Машег молчал. Думал о своем. Обветренное, изрезанное морщинами лицо, светлые полоски выгоревших на солнце бровей, пронзительно-синие глаза – будто сапфиры, врезанные в заскорузлую седельную кожу…
– О чем печалишься, брат? – негромко спросил Сергей, чутко уловив перемену настроения старого друга. – Всё славно. Мы живы – и мы победили. Радуйся, друже!
Машег ответил не сразу. Но все-таки ответил:
– Мы с булгарами делили эти степи, когда о вас, русах, никто слыхом не слыхал. Наши предки вместе пришли на эти земли. Даже языки у нас схожи. Но мы всегда были сильнее. Мы били их и гнули под колено. Много-много поколений они были нашими данниками… Но где теперь Хузария? Нет ее! – произнес Машег с горечью. – Нет! И никогда не поднимется! Никогда! И я сам этому помог! Я сам!

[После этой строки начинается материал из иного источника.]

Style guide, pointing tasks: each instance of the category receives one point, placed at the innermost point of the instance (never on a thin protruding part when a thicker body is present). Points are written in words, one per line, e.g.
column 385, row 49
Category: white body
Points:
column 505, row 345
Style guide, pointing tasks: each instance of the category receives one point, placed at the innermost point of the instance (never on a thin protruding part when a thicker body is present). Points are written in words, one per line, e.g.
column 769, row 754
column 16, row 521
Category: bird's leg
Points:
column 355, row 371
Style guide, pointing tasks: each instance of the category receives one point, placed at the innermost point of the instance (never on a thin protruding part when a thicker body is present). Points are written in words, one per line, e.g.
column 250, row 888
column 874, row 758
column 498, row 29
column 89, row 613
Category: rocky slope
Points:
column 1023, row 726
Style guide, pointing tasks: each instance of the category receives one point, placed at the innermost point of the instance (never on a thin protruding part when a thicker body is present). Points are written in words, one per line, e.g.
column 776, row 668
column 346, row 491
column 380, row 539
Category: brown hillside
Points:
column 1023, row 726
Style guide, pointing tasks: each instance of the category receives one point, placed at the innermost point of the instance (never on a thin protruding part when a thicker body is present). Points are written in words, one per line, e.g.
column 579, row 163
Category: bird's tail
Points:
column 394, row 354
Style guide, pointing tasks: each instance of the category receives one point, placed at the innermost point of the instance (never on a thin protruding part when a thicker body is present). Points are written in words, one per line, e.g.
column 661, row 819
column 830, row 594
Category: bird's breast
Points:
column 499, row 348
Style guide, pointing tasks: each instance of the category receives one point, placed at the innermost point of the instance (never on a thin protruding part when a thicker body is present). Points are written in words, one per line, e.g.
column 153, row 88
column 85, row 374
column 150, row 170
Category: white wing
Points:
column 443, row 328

– Если бы Святослав остался жив…
– Но он мертв! – отрезал Машег. – И моя земля досталась сынам Исава! – И более тихо: – Мы прогневали Бога, и у нас больше нет родины. – И, чуть слышно: – Тебе этого не понять, друг мой. Ты – варяг. Твоя родина там, где твой дом. Где кремль твоего князя. Что вы знаете о своем прошлом? Редко кто из вас может назвать имя деда своего деда. А я знаю, как звали моего предка, принявшего Закон от хакана Обадии. Я знаю, как звали его отца, который не знал закона. И как звали ту, за которую он отдал своего сына. Я знаю, как звали ее отца, который был из тех, кто принес нам Закон из страны парсов… А теперь мы, повелители степей, ютимся на жалком клочке былой Хузарии и служим тем, кто когда-то платил нам дань. Почему так, друг мой? – Смертная тоска была в голосе Машега. – Я всё еще могу послать стрелу на четыреста шагов. И наша степь – вот она! Такая же, как была во времена моих пращуров! И я ничуть не слабее своего прадеда! Почему же у торгашей-булгар есть отчина, а у моего сына, который, ты знаешь, ничем мне не уступит, отчины нет?
Что на это мог сказать Серегей? На память пришли слова из Писания.
– Уходит род и приходит род, а земля остаётся навек[27], – сказал он.
– …Всходит солнце, и заходит солнце, и на место своё спешит, чтобы вновь взойти, – подхватил Машег. – Бежит на юг и кружит на север, кружит, кружит на бегу своём ветер, и на круги свои возвращается ветер. Бегут реки в море, а море не переполняется, а реки продолжают бежать… – Машег помолчал немного, потом улыбнулся грустно: – Ты нашел верные слова, друже. Да, верно, так и сказал Проповедник. Всё было в веках, что прошли до нас, и люди не помнят о прежнем, и не вспомнят о нас те, кто придет позже… Но я-то помню, брат! Я всё помню!
Машег отпустил коня, и тот, обрадованный свободой, вмиг унес хузарина в степную даль.